113.03 OWNERSHIP OF FRANCHISE.
CCS shall not assign or transfer any right granted under this chapter to any other person, company or corporation without prior consent of the Council, which consent shall not be unreasonably withheld, provided that the company shall have the right to assign this franchise to a corporation wholly owned by the company or to a limited partnership of which the company or other wholly owned subsidiary of CCS, is a general partner without prior consent of the City.
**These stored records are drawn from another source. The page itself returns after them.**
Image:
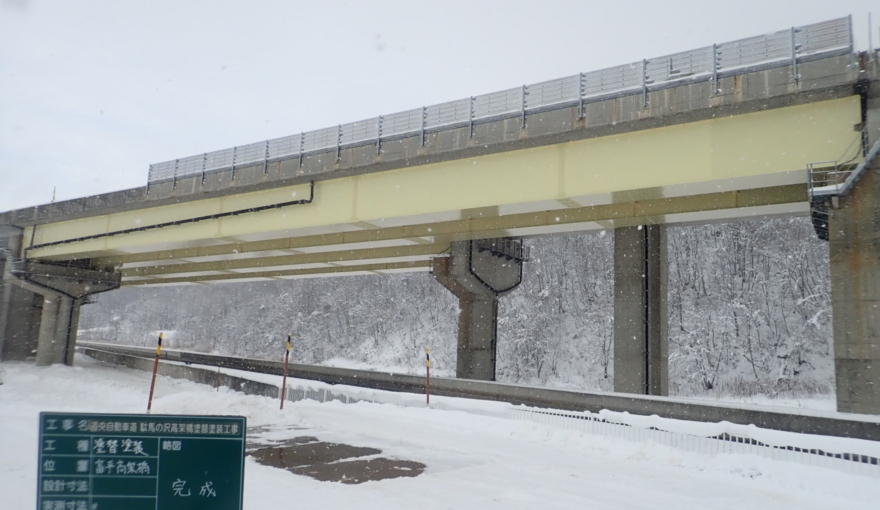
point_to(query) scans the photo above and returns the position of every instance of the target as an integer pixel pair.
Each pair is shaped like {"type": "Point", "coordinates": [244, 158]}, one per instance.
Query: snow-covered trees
{"type": "Point", "coordinates": [749, 310]}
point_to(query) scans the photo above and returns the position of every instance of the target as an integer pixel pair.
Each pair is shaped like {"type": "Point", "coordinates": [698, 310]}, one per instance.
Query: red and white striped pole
{"type": "Point", "coordinates": [284, 380]}
{"type": "Point", "coordinates": [155, 371]}
{"type": "Point", "coordinates": [428, 376]}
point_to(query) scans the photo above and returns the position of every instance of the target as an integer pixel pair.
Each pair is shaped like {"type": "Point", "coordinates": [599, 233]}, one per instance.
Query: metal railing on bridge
{"type": "Point", "coordinates": [784, 48]}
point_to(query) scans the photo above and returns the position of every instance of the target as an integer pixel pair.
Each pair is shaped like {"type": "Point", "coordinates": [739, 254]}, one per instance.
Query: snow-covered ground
{"type": "Point", "coordinates": [472, 461]}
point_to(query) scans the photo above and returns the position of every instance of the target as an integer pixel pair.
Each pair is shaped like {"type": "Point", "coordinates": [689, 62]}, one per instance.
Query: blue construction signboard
{"type": "Point", "coordinates": [140, 462]}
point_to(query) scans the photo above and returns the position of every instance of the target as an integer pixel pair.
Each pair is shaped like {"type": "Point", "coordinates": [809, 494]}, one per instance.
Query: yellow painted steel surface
{"type": "Point", "coordinates": [749, 146]}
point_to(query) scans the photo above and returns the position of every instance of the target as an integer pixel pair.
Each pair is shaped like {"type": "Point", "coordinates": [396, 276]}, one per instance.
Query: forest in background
{"type": "Point", "coordinates": [748, 302]}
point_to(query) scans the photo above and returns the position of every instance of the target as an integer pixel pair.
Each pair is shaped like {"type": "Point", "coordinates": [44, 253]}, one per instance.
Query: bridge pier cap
{"type": "Point", "coordinates": [478, 272]}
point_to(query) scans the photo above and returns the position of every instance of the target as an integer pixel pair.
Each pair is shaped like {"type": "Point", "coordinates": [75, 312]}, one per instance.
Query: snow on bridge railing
{"type": "Point", "coordinates": [783, 48]}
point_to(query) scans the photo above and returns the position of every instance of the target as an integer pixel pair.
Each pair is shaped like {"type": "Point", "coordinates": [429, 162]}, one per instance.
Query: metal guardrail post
{"type": "Point", "coordinates": [471, 118]}
{"type": "Point", "coordinates": [581, 93]}
{"type": "Point", "coordinates": [715, 88]}
{"type": "Point", "coordinates": [234, 150]}
{"type": "Point", "coordinates": [302, 137]}
{"type": "Point", "coordinates": [379, 136]}
{"type": "Point", "coordinates": [424, 123]}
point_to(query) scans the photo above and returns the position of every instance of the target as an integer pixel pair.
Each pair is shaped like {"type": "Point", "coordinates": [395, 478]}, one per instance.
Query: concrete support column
{"type": "Point", "coordinates": [58, 325]}
{"type": "Point", "coordinates": [640, 323]}
{"type": "Point", "coordinates": [478, 272]}
{"type": "Point", "coordinates": [477, 337]}
{"type": "Point", "coordinates": [20, 312]}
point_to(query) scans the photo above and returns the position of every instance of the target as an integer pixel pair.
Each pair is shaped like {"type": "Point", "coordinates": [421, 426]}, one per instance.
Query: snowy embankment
{"type": "Point", "coordinates": [472, 461]}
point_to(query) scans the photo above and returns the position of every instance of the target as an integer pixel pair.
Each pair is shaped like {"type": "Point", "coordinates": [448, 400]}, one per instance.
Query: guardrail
{"type": "Point", "coordinates": [784, 48]}
{"type": "Point", "coordinates": [845, 453]}
{"type": "Point", "coordinates": [572, 400]}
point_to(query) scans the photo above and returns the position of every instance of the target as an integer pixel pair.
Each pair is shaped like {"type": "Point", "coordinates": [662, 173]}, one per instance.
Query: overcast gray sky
{"type": "Point", "coordinates": [92, 92]}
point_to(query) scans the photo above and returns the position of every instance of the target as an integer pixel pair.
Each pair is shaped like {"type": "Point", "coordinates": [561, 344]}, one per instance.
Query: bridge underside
{"type": "Point", "coordinates": [743, 166]}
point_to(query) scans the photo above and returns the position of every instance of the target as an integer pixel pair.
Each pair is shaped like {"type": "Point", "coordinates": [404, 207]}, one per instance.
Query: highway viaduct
{"type": "Point", "coordinates": [454, 188]}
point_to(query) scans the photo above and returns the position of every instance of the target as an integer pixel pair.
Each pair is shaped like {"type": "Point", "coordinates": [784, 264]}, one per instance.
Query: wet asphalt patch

During the tem of the franchise, CCS absolutely assumes and agrees to pay the City for, and CCS forever indemnifies the City against and agrees to hold and save the City harmless from any and all damage, injury, costs, expenses, liability, claims, settlements, judgments, decrees and awards of every kind and nature whatsoever, including attorneys’ fees, costs and disbursements, that may ever be claimed against the City by any person whatsoever, or on account of any actual or alleged loss, damage or injury to any property whatsoever, however arising from or related to or connected with, directly or indirectly, (a) injury to or death of any person, or loss, damage or injury to any property of CCS, and/or (b) the non-observance by CCS of the provisions of any laws, statutes, ordinances, resolutions, regulations or rules duly promulgated by any governmental entity which may be applicable directly or indirectly, to rights, privileges and authority, and the obligations and liabilities, assumed by CCS under the franchise, and/or (c) the non-observance by CCS of any of the terms and conditions of the franchise, and/or (d) the granting of the franchise.